With Vancouver’s vacancy rate currently at 0.6% and land values skyrocketing, landlords are using two legal methods to get around B.C.’s current 2.9 per cent annual rent increase cap.
In what’s become known as a renoviction, a property owner will give tenants two months notice that they want to use the property themselves or to renovate the suite. Sometimes landlords are saying they or their family will be using the suite, but actually rent “to strangers just to raise the rent,” Sakamoto said.
Fixed-term tenancies are another problem: tenants are being asked to sign a rental agreement for a specific period of time, including an agreement to vacate the unit after the term ends. While tenants can choose whether to accept the vacate clause, the scarcity of units mean many feel like they have no choice. When the term ends, some landlords are then telling tenants that they can sign a new agreement, but must agree to a steep rent hike — up to 30% in some cases — in order to stay in the suite.
NDP MLA David Eby has introduced a private members bill several times to deal with the renoviction issue: under the proposed bill, the tenant would have the right to return when the renovation is complete, at the same rent they were paying before. Landlords would be able to apply to B.C.’s Residential Tenancy Branch (RTB) to increase the rent based on the renovations that were done.
Sakamoto would like to see landlords have to apply to the RTB before issuing the two-months notice, and provide evidence that they really intend to use the property for their own use.
Sakamoto believes the fixed-term tenancy problem can be fixed by simply not allowing landlords to use the vacate clause.

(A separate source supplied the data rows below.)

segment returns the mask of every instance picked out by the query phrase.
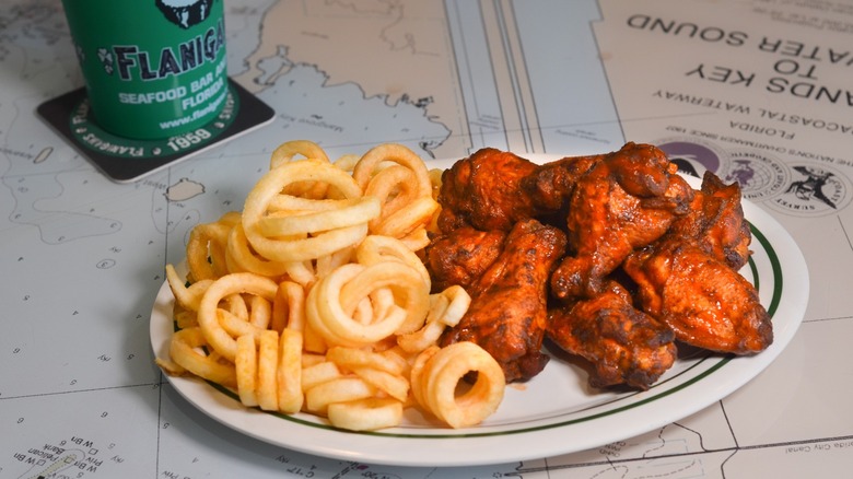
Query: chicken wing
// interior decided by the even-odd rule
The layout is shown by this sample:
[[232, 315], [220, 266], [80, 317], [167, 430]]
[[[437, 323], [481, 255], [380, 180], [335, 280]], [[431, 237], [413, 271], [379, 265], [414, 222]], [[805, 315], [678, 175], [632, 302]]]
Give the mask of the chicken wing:
[[506, 232], [461, 226], [433, 238], [424, 248], [424, 266], [434, 292], [451, 285], [468, 289], [498, 259]]
[[469, 225], [510, 231], [516, 221], [533, 218], [535, 207], [519, 192], [518, 184], [537, 168], [529, 160], [493, 148], [457, 161], [442, 174], [439, 229], [447, 233]]
[[507, 382], [538, 374], [548, 362], [540, 351], [548, 276], [564, 248], [565, 235], [558, 229], [536, 220], [515, 223], [503, 252], [468, 289], [468, 312], [445, 332], [442, 346], [478, 343], [501, 364]]
[[749, 223], [744, 219], [740, 186], [725, 185], [720, 177], [705, 172], [689, 212], [676, 219], [667, 234], [696, 238], [712, 256], [740, 269], [749, 259], [752, 241]]
[[561, 299], [593, 296], [638, 247], [663, 236], [687, 212], [693, 189], [666, 154], [628, 143], [582, 175], [569, 200], [569, 255], [551, 278]]
[[749, 354], [773, 342], [758, 291], [697, 241], [667, 236], [623, 265], [636, 282], [639, 305], [676, 339], [711, 351]]
[[589, 361], [589, 385], [647, 389], [676, 360], [671, 329], [632, 305], [615, 281], [588, 300], [548, 311], [547, 337]]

Eby said he is still researching policy options for fixed-term tenancies, which can be convenient for both landlords and tenants because they provide flexibility and clarity on when a tenancy ends.
“But the reality is we’re in such a crisis in Metro Vancouver around rental housing…that it may be that ending fixed-term tenancies, period, is the only way to resolve the issue,” he said.
Landlord BC, an industry group, has cautioned its members not to abuse the current situation.
“The potential negative consequences to our industry as a result of the few who feel it is appropriate to gouge renters due to the ridiculously low vacancy rate, should not be lost on anyone in the industry,” the group recently wrote to members. “We are in the midst of an election campaign with huge pressure on the two major parties to address the housing challenges both buyers and renters are facing.”
In a statement emailed to Metro, communications staff for natural gas and housing minister Rich Coleman indicated that current rules contain adequate protections for renters. Government is not planning to change the regulations around evicting tenants to renovate a suite.